Johnny Handsome said:


> curling


I wish someone had uploaded the clip(s) from one of the olympics episodes Colbert has done on curling to YouTube. (If anyone even knows what I'm talking about, love ya' :heart) All I could find was this and meh...


----------



## rapidfox1 (Sep 13, 2010)

InfiniteBlaze said:


> All of them
> 
> How can hot girls playing football in lingerie be a bad thing? With that said, brb.


The league only has four teams, the players aren't paid well, and there are women that can't play well.


----------



## successful (Mar 21, 2009)

InfiniteBlaze said:


> All of them.
> 
> How can hot girls playing football in lingerie be a bad thing? With that said, brb.

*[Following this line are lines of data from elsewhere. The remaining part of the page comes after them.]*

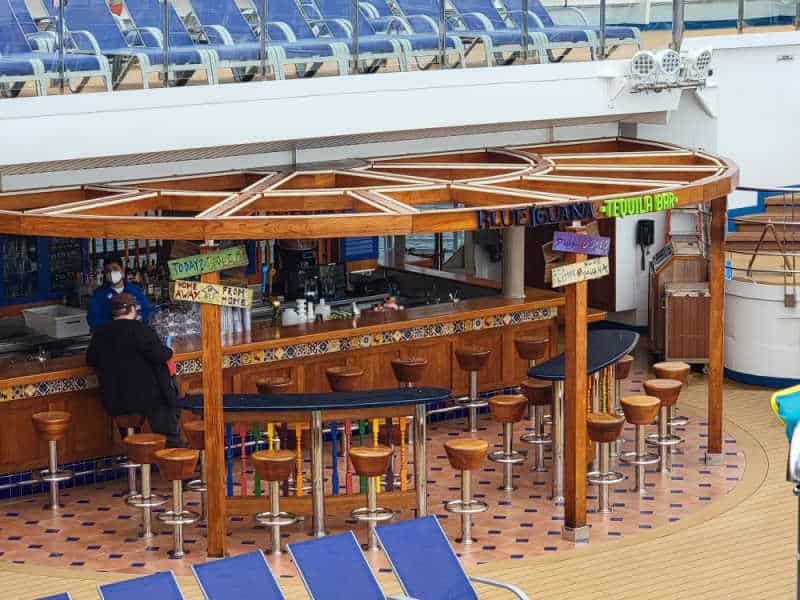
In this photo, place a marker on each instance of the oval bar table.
(604, 347)
(336, 406)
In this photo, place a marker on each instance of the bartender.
(115, 283)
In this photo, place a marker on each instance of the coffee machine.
(297, 273)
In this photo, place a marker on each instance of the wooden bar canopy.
(429, 193)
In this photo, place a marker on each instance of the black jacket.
(130, 360)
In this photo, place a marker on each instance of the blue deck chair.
(94, 29)
(415, 44)
(158, 586)
(426, 565)
(14, 45)
(223, 22)
(564, 38)
(244, 577)
(422, 17)
(572, 18)
(333, 568)
(243, 60)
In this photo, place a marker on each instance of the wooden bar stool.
(472, 359)
(195, 433)
(539, 395)
(679, 371)
(667, 391)
(52, 426)
(640, 411)
(603, 429)
(274, 466)
(176, 465)
(371, 462)
(409, 371)
(508, 409)
(466, 455)
(130, 424)
(142, 448)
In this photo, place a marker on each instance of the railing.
(98, 45)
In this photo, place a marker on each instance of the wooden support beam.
(214, 419)
(716, 331)
(575, 527)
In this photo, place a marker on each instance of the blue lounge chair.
(244, 577)
(421, 16)
(223, 22)
(333, 568)
(158, 586)
(14, 45)
(426, 565)
(94, 29)
(566, 38)
(414, 44)
(572, 18)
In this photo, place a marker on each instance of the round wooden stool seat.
(195, 432)
(274, 465)
(177, 464)
(538, 392)
(409, 370)
(531, 347)
(343, 379)
(370, 461)
(142, 447)
(666, 390)
(52, 425)
(640, 410)
(508, 408)
(673, 370)
(273, 385)
(472, 358)
(466, 454)
(604, 427)
(623, 367)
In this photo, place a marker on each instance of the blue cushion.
(158, 586)
(244, 577)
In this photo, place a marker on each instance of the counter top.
(263, 336)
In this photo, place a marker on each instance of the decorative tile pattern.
(188, 367)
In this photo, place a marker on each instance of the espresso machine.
(297, 272)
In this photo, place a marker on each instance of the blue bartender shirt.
(100, 304)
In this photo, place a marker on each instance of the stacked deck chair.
(45, 64)
(572, 18)
(415, 45)
(421, 16)
(563, 38)
(93, 28)
(244, 59)
(222, 20)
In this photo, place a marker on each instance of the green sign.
(229, 258)
(636, 205)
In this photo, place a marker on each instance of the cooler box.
(57, 321)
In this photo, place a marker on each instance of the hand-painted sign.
(210, 293)
(532, 216)
(582, 271)
(635, 205)
(564, 241)
(227, 258)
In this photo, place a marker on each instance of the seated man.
(131, 363)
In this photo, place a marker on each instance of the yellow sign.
(210, 293)
(582, 271)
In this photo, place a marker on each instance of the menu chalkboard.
(66, 259)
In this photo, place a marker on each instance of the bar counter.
(300, 352)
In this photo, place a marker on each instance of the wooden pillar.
(575, 527)
(214, 420)
(716, 331)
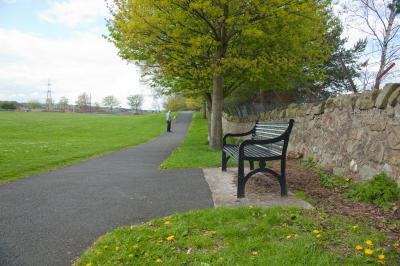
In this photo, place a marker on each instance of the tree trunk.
(216, 114)
(217, 98)
(385, 45)
(209, 106)
(204, 110)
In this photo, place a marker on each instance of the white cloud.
(85, 62)
(73, 13)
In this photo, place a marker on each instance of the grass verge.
(243, 236)
(31, 143)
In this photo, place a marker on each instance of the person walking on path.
(169, 120)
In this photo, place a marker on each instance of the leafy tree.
(175, 103)
(135, 102)
(110, 101)
(63, 103)
(193, 104)
(226, 43)
(83, 102)
(380, 22)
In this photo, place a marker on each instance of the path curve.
(50, 219)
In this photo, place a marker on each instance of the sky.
(61, 41)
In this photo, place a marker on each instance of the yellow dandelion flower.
(359, 247)
(315, 232)
(368, 251)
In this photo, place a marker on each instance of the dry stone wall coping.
(354, 134)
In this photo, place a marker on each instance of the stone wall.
(350, 134)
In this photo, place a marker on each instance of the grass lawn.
(242, 236)
(31, 143)
(194, 151)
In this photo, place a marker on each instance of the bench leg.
(282, 179)
(224, 161)
(241, 180)
(251, 164)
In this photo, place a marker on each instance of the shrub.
(379, 190)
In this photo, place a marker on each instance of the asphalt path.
(50, 219)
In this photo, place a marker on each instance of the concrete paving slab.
(223, 189)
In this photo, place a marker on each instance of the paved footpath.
(50, 219)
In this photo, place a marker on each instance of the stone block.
(366, 100)
(383, 97)
(329, 104)
(367, 172)
(294, 155)
(387, 168)
(394, 98)
(339, 171)
(378, 125)
(377, 152)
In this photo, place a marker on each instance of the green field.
(31, 143)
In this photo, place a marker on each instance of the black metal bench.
(269, 142)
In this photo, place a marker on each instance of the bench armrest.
(236, 135)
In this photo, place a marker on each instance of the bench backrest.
(270, 130)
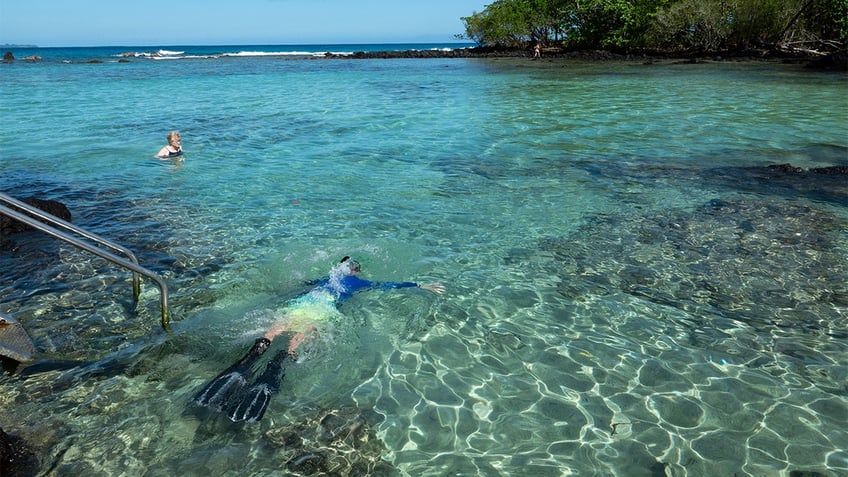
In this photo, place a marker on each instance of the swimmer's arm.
(436, 288)
(162, 154)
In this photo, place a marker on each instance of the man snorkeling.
(301, 317)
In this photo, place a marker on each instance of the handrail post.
(111, 257)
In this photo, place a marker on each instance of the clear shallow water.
(630, 291)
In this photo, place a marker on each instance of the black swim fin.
(231, 383)
(252, 406)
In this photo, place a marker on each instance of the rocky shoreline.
(837, 61)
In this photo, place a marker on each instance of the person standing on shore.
(174, 147)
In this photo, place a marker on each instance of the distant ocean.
(175, 52)
(631, 288)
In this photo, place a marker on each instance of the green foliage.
(699, 25)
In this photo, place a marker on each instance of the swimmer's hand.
(436, 288)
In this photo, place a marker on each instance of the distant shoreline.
(835, 61)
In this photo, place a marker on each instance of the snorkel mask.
(348, 266)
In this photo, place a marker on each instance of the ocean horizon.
(117, 52)
(632, 287)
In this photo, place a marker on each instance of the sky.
(49, 23)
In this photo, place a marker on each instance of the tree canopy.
(663, 25)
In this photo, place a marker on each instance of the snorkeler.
(229, 391)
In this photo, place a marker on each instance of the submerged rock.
(9, 225)
(761, 262)
(337, 442)
(15, 458)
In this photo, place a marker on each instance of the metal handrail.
(56, 221)
(163, 288)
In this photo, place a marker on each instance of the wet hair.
(352, 265)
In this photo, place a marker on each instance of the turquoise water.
(630, 291)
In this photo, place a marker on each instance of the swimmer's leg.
(252, 406)
(231, 383)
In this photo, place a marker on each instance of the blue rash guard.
(319, 305)
(344, 287)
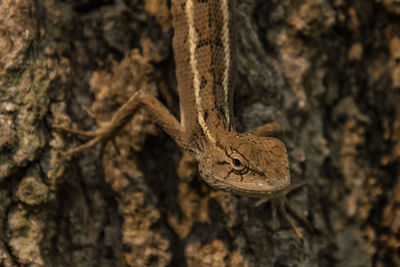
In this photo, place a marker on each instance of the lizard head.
(247, 165)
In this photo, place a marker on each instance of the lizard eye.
(238, 163)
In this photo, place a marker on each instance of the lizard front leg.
(141, 99)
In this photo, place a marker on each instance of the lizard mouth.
(258, 189)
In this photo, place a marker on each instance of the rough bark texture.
(327, 70)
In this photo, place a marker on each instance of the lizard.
(204, 52)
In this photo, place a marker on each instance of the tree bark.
(327, 70)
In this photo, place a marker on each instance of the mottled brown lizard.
(203, 45)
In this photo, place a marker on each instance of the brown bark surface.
(327, 70)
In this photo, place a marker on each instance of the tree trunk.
(327, 70)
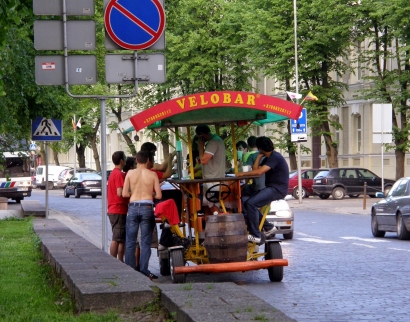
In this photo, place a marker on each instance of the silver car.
(66, 175)
(392, 213)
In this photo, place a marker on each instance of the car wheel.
(274, 251)
(295, 193)
(375, 226)
(176, 258)
(288, 235)
(338, 193)
(402, 232)
(386, 190)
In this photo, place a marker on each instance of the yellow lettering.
(181, 103)
(214, 98)
(192, 101)
(239, 99)
(251, 100)
(203, 102)
(227, 98)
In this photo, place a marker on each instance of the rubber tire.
(375, 227)
(176, 259)
(402, 232)
(295, 193)
(274, 251)
(288, 235)
(338, 193)
(164, 267)
(386, 190)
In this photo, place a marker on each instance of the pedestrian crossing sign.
(44, 129)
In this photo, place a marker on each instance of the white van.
(53, 172)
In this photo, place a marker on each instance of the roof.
(219, 107)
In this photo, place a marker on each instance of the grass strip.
(30, 290)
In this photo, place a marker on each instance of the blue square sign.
(44, 129)
(300, 125)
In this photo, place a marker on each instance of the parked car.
(83, 184)
(66, 174)
(307, 176)
(392, 213)
(53, 172)
(340, 182)
(282, 217)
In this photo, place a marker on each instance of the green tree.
(324, 34)
(385, 62)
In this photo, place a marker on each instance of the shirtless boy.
(141, 185)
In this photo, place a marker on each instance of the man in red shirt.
(117, 206)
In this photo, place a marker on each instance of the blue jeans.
(140, 215)
(251, 208)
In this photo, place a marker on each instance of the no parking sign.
(134, 24)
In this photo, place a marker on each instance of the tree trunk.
(400, 159)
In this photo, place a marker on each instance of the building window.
(359, 133)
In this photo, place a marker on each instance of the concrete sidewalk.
(96, 280)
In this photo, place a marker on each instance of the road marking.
(307, 235)
(319, 241)
(368, 240)
(368, 246)
(406, 250)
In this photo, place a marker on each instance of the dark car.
(393, 212)
(66, 174)
(307, 176)
(83, 184)
(339, 182)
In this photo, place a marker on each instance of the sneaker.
(270, 232)
(152, 276)
(253, 239)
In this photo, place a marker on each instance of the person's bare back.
(141, 184)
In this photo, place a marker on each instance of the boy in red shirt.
(117, 206)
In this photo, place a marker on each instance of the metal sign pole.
(46, 179)
(104, 176)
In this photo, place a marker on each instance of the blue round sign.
(134, 24)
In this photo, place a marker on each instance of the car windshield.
(89, 176)
(322, 174)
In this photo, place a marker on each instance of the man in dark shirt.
(276, 172)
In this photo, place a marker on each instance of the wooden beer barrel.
(226, 238)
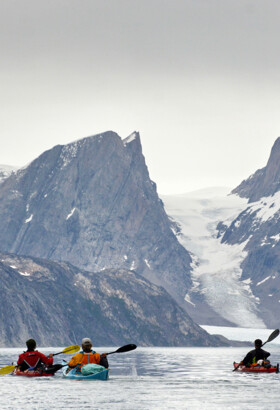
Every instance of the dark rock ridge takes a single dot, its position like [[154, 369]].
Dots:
[[258, 227], [264, 182], [59, 304], [92, 203], [6, 171]]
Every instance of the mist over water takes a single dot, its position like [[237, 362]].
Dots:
[[149, 378]]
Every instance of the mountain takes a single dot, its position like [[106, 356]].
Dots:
[[218, 295], [5, 171], [59, 304], [92, 203], [264, 182]]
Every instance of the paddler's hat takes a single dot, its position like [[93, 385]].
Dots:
[[86, 341], [31, 344]]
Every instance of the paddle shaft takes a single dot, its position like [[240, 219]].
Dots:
[[123, 349]]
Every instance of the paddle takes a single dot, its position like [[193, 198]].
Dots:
[[7, 369], [123, 349], [67, 350], [273, 336]]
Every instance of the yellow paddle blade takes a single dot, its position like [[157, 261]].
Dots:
[[71, 349], [7, 369]]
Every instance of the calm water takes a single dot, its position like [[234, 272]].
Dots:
[[149, 378]]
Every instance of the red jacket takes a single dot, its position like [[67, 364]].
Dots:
[[34, 358]]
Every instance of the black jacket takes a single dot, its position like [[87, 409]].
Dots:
[[254, 355]]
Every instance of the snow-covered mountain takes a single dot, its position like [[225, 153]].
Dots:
[[58, 304], [5, 171], [234, 239], [218, 295]]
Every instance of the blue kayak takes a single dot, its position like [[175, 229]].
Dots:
[[73, 374]]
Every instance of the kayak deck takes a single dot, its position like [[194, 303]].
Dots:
[[31, 373], [73, 374], [256, 369]]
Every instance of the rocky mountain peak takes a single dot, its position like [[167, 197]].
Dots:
[[92, 203], [264, 182]]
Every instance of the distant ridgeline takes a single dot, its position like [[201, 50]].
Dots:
[[91, 203], [258, 228]]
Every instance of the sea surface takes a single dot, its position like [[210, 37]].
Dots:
[[149, 378]]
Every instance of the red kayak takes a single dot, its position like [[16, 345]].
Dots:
[[257, 369], [38, 372]]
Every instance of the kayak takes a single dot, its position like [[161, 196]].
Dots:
[[37, 373], [257, 369], [31, 373], [73, 374]]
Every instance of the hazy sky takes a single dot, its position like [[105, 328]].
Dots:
[[199, 79]]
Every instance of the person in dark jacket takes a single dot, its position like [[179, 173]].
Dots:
[[255, 355], [32, 359]]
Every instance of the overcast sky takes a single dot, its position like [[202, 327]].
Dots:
[[199, 79]]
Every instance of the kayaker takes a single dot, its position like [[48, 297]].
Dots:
[[255, 355], [32, 358], [87, 355]]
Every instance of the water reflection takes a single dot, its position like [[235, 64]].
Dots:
[[149, 378]]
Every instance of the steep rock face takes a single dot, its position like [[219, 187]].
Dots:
[[59, 304], [257, 227], [264, 182], [93, 204], [5, 171]]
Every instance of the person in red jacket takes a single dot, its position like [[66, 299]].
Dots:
[[87, 355], [32, 359]]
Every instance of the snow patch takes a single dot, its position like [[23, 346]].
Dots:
[[69, 152], [130, 138], [216, 267], [29, 219], [71, 213], [147, 263], [262, 281], [24, 273], [266, 208]]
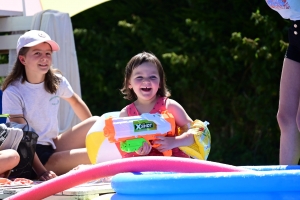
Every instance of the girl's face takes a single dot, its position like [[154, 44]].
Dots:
[[37, 62], [145, 81]]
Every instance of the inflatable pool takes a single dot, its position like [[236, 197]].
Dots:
[[178, 178], [163, 178], [262, 183]]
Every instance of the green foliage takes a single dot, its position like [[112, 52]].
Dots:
[[222, 61]]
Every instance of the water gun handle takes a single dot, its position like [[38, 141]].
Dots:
[[134, 145], [166, 153]]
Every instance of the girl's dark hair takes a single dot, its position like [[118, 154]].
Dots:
[[136, 61], [51, 80]]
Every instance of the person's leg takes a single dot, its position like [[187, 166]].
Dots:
[[75, 137], [9, 158], [70, 148], [64, 161], [287, 113]]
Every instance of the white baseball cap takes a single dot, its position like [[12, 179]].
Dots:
[[35, 37]]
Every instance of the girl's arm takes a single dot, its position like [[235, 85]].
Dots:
[[181, 119], [42, 173], [123, 113], [79, 107]]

Probably Because they put average looking women with man-body'd flat figures on the team like this....



















.
.
.
.
.

Rather then attractive women with nice bodies like this...


----------



## RmZ (Mar 8, 2011)

:um


----------



## Evo (Jan 1, 2012)

I'd love to play this lol.


----------



## gusstaf (Jan 1, 2012)

successful said:


> Probably Because they put average looking women with man-body'd flat figures on the team like this....


Are the women in the first two pictures _that_ bad? I had a similar body type at one point, nice to know that I was so unattractive.


----------



## Black And Mild (Apr 11, 2011)

Lol, I remember the first time I saw curling on the Olympics a few years back. I like how they get down in their little stance before they push that thing off and get so serious ahah.


----------



## Marlon (Jun 27, 2011)

When I grow up, I wanna be a professional curler.


----------



## successful (Mar 21, 2009)

gustafsg said:


> Are the women in the first two pictures _that_ bad? I had a very similar body type at one point, nice to know that I was so unattractive.


No. They're average looking with...Not so hot bodies. (2 of the girls in 2nd pic have attractive faces)

But If im watching girls in Lingerie play football i'll want to see chick that actually has a nice shape...with some ***, legs, & chest...since the sports directed towards men.


----------



## Black And Mild (Apr 11, 2011)

successful said:


> LOL'D why are they wiping the floor? Does it control where the ball goes?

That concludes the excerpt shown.